Christmas morning dawned to the sound of the youngest tottering into our bedroom and demanding, between coughs, to watch some TV. She then clambered onto the sofa between two chockablock Santa sacks and sat, feverishly oblivious, between them.

I was tempted to laugh, but I felt too sorry for her, with her wan, white little face. What a miserable way to spend her third Christmas Day. She rallied bravely to unpack her booty, but couldn’t bring herself to scoff any of the sweet treats inside.

“Too sick, put in fridge for later,” she sighed.

Her face brightened when Santa came through with her requested dolly, and didn’t let it out of her sight after unpacking it.

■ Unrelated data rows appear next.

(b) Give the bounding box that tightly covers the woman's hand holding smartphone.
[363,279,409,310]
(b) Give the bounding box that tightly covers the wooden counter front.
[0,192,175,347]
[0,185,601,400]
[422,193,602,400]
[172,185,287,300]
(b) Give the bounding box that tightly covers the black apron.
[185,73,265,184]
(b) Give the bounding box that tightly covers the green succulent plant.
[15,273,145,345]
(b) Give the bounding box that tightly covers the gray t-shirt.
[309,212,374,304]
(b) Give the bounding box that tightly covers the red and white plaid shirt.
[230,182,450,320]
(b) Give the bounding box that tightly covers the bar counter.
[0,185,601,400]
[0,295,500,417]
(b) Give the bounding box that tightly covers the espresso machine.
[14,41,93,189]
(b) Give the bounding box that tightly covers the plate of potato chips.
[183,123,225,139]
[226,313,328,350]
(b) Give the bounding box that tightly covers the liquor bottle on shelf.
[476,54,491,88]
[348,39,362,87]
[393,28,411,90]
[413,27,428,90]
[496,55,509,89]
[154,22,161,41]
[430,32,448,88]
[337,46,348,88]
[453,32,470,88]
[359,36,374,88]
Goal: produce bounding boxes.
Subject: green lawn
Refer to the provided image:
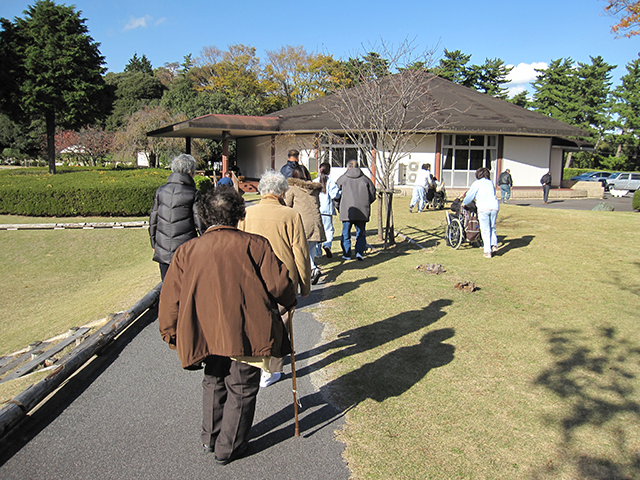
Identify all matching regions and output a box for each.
[312,197,640,479]
[0,201,640,480]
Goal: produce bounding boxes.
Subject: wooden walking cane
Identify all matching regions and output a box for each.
[287,309,300,437]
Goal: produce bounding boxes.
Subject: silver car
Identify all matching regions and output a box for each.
[609,173,640,191]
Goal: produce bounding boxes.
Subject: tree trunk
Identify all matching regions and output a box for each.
[384,190,396,249]
[564,152,573,168]
[378,190,384,241]
[45,112,56,175]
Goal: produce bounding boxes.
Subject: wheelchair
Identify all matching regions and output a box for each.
[445,198,483,250]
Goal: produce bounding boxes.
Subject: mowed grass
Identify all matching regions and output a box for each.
[311,197,640,479]
[0,216,160,355]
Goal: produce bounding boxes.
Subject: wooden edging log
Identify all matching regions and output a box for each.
[0,283,162,438]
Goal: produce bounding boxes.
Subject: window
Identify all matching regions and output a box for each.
[436,134,498,187]
[320,135,369,168]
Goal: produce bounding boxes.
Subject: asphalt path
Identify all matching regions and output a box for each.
[0,285,350,480]
[504,191,633,212]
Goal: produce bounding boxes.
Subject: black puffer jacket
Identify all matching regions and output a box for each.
[149,173,204,264]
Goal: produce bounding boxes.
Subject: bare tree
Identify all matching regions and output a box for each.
[326,40,453,248]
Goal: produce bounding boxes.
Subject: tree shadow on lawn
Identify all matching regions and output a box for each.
[535,326,640,480]
[251,324,455,452]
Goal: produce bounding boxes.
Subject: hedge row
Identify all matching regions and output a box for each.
[0,167,170,217]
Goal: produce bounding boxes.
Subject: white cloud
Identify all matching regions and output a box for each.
[507,62,549,85]
[124,15,152,31]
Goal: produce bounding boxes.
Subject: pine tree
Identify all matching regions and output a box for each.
[0,0,108,173]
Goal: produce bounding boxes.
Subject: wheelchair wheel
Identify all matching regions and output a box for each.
[446,218,462,250]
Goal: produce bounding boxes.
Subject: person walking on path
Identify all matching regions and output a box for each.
[498,168,513,203]
[280,149,309,178]
[158,187,296,464]
[540,171,551,203]
[462,167,500,258]
[149,153,204,281]
[315,162,340,258]
[336,160,376,260]
[409,163,433,213]
[284,165,326,285]
[238,170,311,388]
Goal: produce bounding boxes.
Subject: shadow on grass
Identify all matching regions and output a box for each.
[0,305,158,465]
[535,326,640,480]
[252,300,455,452]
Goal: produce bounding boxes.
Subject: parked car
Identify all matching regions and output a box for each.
[609,173,640,191]
[570,172,613,185]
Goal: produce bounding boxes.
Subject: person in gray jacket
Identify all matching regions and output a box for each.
[336,160,376,260]
[149,153,204,281]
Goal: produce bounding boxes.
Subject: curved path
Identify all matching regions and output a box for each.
[0,285,349,480]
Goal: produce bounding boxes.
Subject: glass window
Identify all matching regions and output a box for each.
[455,150,469,170]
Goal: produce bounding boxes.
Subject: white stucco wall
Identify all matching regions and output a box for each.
[502,136,555,187]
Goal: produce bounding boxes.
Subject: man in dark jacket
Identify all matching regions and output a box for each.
[149,153,204,281]
[498,168,513,203]
[280,149,300,178]
[336,160,376,260]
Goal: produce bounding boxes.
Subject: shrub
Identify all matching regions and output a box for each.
[0,167,169,217]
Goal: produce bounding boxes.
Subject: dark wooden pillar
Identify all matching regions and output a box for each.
[222,131,231,173]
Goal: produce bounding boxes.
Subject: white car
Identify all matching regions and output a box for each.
[609,173,640,191]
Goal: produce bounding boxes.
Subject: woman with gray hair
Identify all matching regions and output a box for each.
[238,170,311,388]
[149,153,204,281]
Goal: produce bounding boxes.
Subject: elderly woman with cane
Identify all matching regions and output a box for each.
[238,170,311,388]
[158,187,296,464]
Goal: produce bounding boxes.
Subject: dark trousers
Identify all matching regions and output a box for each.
[202,356,260,460]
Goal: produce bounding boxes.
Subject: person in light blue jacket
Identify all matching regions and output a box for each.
[315,162,340,258]
[463,167,500,258]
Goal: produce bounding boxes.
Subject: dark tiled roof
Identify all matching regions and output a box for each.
[147,71,587,139]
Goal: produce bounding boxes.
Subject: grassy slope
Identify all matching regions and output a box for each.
[0,217,160,354]
[318,197,640,479]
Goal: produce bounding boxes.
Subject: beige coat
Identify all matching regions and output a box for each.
[238,195,311,297]
[284,178,327,242]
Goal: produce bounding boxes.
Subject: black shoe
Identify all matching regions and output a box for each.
[311,267,322,285]
[214,442,249,465]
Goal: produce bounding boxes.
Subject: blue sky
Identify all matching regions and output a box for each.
[0,0,640,92]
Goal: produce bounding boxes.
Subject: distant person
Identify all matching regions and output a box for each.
[158,187,296,464]
[216,172,233,187]
[284,165,327,285]
[462,167,500,258]
[540,171,551,203]
[336,160,376,260]
[149,153,204,280]
[238,170,311,388]
[409,163,433,213]
[498,168,513,203]
[315,162,340,258]
[280,149,309,178]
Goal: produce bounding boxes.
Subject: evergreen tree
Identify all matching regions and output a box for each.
[124,53,153,75]
[0,0,108,173]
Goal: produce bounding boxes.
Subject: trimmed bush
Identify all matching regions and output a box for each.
[0,167,170,217]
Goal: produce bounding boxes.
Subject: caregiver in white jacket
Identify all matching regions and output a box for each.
[463,167,500,258]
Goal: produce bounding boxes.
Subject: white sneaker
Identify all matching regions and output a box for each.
[260,370,280,388]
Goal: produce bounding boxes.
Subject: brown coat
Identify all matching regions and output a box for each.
[238,195,311,297]
[284,178,327,242]
[158,226,296,368]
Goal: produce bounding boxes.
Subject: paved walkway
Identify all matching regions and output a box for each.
[0,285,349,480]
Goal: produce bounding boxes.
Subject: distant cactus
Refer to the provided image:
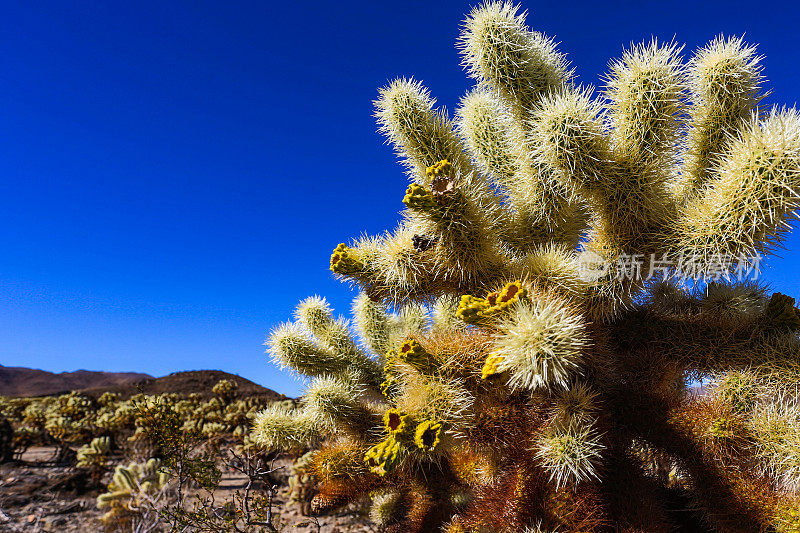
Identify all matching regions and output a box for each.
[260,2,800,533]
[97,459,169,531]
[75,437,111,474]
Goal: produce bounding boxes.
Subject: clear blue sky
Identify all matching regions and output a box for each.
[0,0,800,394]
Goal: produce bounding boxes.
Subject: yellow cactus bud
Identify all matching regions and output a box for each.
[456,294,489,324]
[403,183,438,211]
[481,353,504,379]
[425,159,453,179]
[331,243,364,275]
[364,435,401,477]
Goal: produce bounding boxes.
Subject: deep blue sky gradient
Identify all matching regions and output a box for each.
[0,0,800,394]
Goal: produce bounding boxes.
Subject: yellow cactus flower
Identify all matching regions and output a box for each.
[483,280,528,316]
[331,243,364,274]
[425,159,453,179]
[481,354,504,379]
[403,183,438,211]
[364,435,400,477]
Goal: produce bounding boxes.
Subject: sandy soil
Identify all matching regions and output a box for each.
[0,448,377,533]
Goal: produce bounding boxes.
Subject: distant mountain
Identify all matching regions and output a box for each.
[0,365,153,396]
[82,370,288,400]
[0,365,287,400]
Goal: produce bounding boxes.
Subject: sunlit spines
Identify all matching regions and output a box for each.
[606,39,686,174]
[492,294,590,390]
[266,323,348,376]
[513,243,587,301]
[353,292,392,357]
[674,109,800,266]
[456,90,523,188]
[458,2,572,116]
[535,425,604,486]
[431,294,464,331]
[303,376,380,436]
[252,403,324,450]
[676,36,764,198]
[529,87,611,188]
[748,391,800,490]
[375,78,471,181]
[458,90,585,252]
[296,296,380,386]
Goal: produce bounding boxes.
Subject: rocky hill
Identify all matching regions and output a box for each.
[0,365,286,400]
[0,365,153,396]
[83,370,286,400]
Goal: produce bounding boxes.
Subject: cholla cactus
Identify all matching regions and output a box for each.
[253,2,800,533]
[97,459,169,531]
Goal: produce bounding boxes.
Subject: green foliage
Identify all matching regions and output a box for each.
[264,1,800,533]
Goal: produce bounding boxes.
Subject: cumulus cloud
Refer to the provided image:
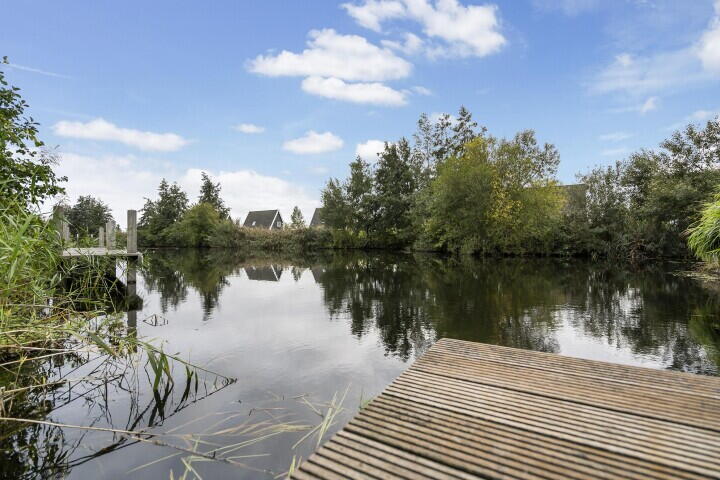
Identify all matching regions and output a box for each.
[590,0,720,95]
[697,0,720,74]
[380,32,425,55]
[249,29,412,82]
[233,123,265,134]
[411,85,432,95]
[600,147,628,157]
[355,140,385,163]
[56,153,319,226]
[599,132,635,142]
[53,118,190,152]
[344,0,506,57]
[7,63,71,78]
[590,49,711,95]
[302,77,407,106]
[610,97,660,115]
[283,130,343,155]
[341,0,405,32]
[532,0,600,16]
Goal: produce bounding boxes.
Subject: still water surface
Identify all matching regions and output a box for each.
[2,250,720,478]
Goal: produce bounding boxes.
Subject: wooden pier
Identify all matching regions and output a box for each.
[291,339,720,480]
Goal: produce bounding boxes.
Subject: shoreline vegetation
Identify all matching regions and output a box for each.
[0,58,352,480]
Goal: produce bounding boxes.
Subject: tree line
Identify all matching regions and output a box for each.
[321,107,720,260]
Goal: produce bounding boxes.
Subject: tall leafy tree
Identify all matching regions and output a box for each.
[320,178,351,230]
[343,157,377,233]
[375,138,417,243]
[450,106,487,157]
[138,178,189,245]
[290,205,306,230]
[67,195,113,236]
[198,172,230,219]
[0,57,67,205]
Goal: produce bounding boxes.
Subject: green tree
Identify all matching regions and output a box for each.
[290,205,306,230]
[423,131,563,253]
[198,172,230,219]
[138,179,189,246]
[375,138,417,244]
[320,178,351,230]
[343,157,377,234]
[167,203,222,247]
[0,57,67,205]
[67,195,113,236]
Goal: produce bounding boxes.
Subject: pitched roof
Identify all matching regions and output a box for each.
[310,208,325,227]
[243,209,282,228]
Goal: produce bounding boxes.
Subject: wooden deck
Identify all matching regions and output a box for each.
[61,247,142,258]
[291,339,720,480]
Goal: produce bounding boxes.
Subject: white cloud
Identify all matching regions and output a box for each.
[310,166,330,175]
[590,0,720,96]
[355,140,385,163]
[178,168,320,220]
[302,77,407,106]
[341,0,405,32]
[639,97,659,115]
[667,108,720,130]
[590,49,712,95]
[428,112,457,125]
[411,85,432,96]
[610,97,660,115]
[598,132,635,142]
[344,0,506,57]
[380,32,425,55]
[53,118,190,152]
[687,109,720,122]
[249,29,412,81]
[532,0,599,16]
[7,63,71,78]
[57,153,319,227]
[697,0,720,74]
[283,130,343,155]
[601,147,628,157]
[233,123,265,134]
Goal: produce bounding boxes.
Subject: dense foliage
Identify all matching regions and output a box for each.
[0,57,67,206]
[66,195,113,237]
[321,108,720,260]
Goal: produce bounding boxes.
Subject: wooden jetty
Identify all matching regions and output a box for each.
[291,339,720,480]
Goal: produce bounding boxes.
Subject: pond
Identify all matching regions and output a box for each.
[0,250,720,479]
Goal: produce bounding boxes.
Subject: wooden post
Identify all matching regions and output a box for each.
[53,205,70,245]
[105,220,115,250]
[127,210,137,253]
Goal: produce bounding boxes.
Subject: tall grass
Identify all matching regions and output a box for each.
[0,205,347,479]
[688,192,720,265]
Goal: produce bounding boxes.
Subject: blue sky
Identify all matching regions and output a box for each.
[0,0,720,223]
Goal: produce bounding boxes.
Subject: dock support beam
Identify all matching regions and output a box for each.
[127,210,137,253]
[105,220,116,250]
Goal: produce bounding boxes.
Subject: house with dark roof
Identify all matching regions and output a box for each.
[243,210,285,230]
[310,208,325,227]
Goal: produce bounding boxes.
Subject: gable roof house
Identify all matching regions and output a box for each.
[310,208,325,227]
[243,210,285,230]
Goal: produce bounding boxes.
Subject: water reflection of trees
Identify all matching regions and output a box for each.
[145,250,720,373]
[312,254,720,373]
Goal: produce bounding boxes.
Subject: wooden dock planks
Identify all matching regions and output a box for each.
[60,247,142,258]
[291,339,720,479]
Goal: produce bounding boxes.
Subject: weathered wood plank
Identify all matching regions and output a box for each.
[292,339,720,480]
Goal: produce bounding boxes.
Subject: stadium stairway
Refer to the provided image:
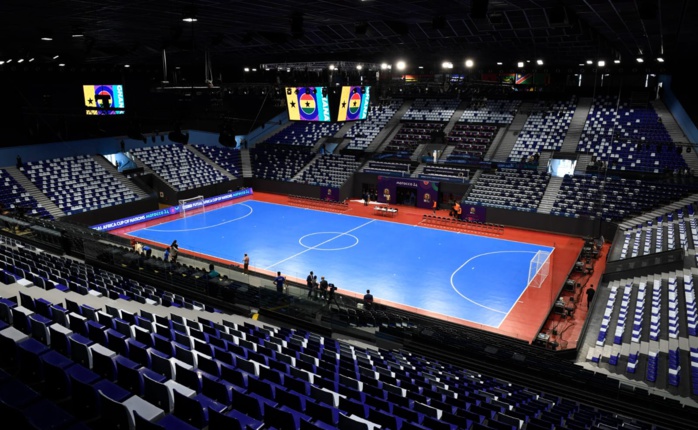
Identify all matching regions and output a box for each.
[444,100,470,136]
[366,101,412,152]
[560,97,592,152]
[536,176,562,214]
[92,155,148,199]
[574,154,591,175]
[4,166,65,219]
[493,102,534,160]
[240,149,253,178]
[184,145,237,180]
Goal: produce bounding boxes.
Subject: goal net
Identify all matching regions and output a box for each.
[179,196,205,218]
[528,251,552,288]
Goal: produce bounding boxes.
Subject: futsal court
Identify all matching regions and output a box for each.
[117,195,573,341]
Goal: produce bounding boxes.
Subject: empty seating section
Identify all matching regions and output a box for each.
[446,123,497,160]
[383,122,446,154]
[265,122,342,147]
[0,169,53,219]
[0,276,668,430]
[295,154,361,188]
[551,175,695,222]
[577,96,687,173]
[402,99,460,122]
[463,169,550,212]
[509,97,577,161]
[363,161,411,176]
[250,145,314,181]
[131,144,228,191]
[21,155,138,215]
[345,99,402,150]
[458,100,521,125]
[587,269,698,395]
[419,165,470,181]
[193,145,242,177]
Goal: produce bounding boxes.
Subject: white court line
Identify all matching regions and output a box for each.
[143,203,254,233]
[264,219,376,270]
[451,251,535,316]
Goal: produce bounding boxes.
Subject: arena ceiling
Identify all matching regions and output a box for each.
[0,0,698,67]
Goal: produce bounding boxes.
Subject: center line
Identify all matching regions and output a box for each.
[264,219,375,270]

But Dolly missed out on the “favourite present” spot. That went to a small, virulent green, vacuum-packed fluffy thing called a Schnooks that my sister sent from Australia.

I popped some headache tablets and started making Christmas lunch – roast chicken, garlic spinach, corn on the cob and baked potatoes.

But something was missing. I realised that it’s not what you serve on Christmas Day that makes the meal special, it’s the people you share it with. Christmas lunch needs to be noisy and shambolic and spent with as many extended family members as possible. Without that atmosphere, it’s just another meal.

Conversation during lunch revolved around what we’d do for Christmas next year – how we’d invite as many members of both our families to the table as we could. We’d feast on prawns and salad as the kids chased each other around the table and laughter filled the air …

All these years and a marriage separation later, I still get to spend my Christmases that way.

Well, the kids don’t chase each other around the table any more, but I still feel pretty lucky to have lots of laughter and family around me.

Song of the day: John Lennon “And so this is Christmas”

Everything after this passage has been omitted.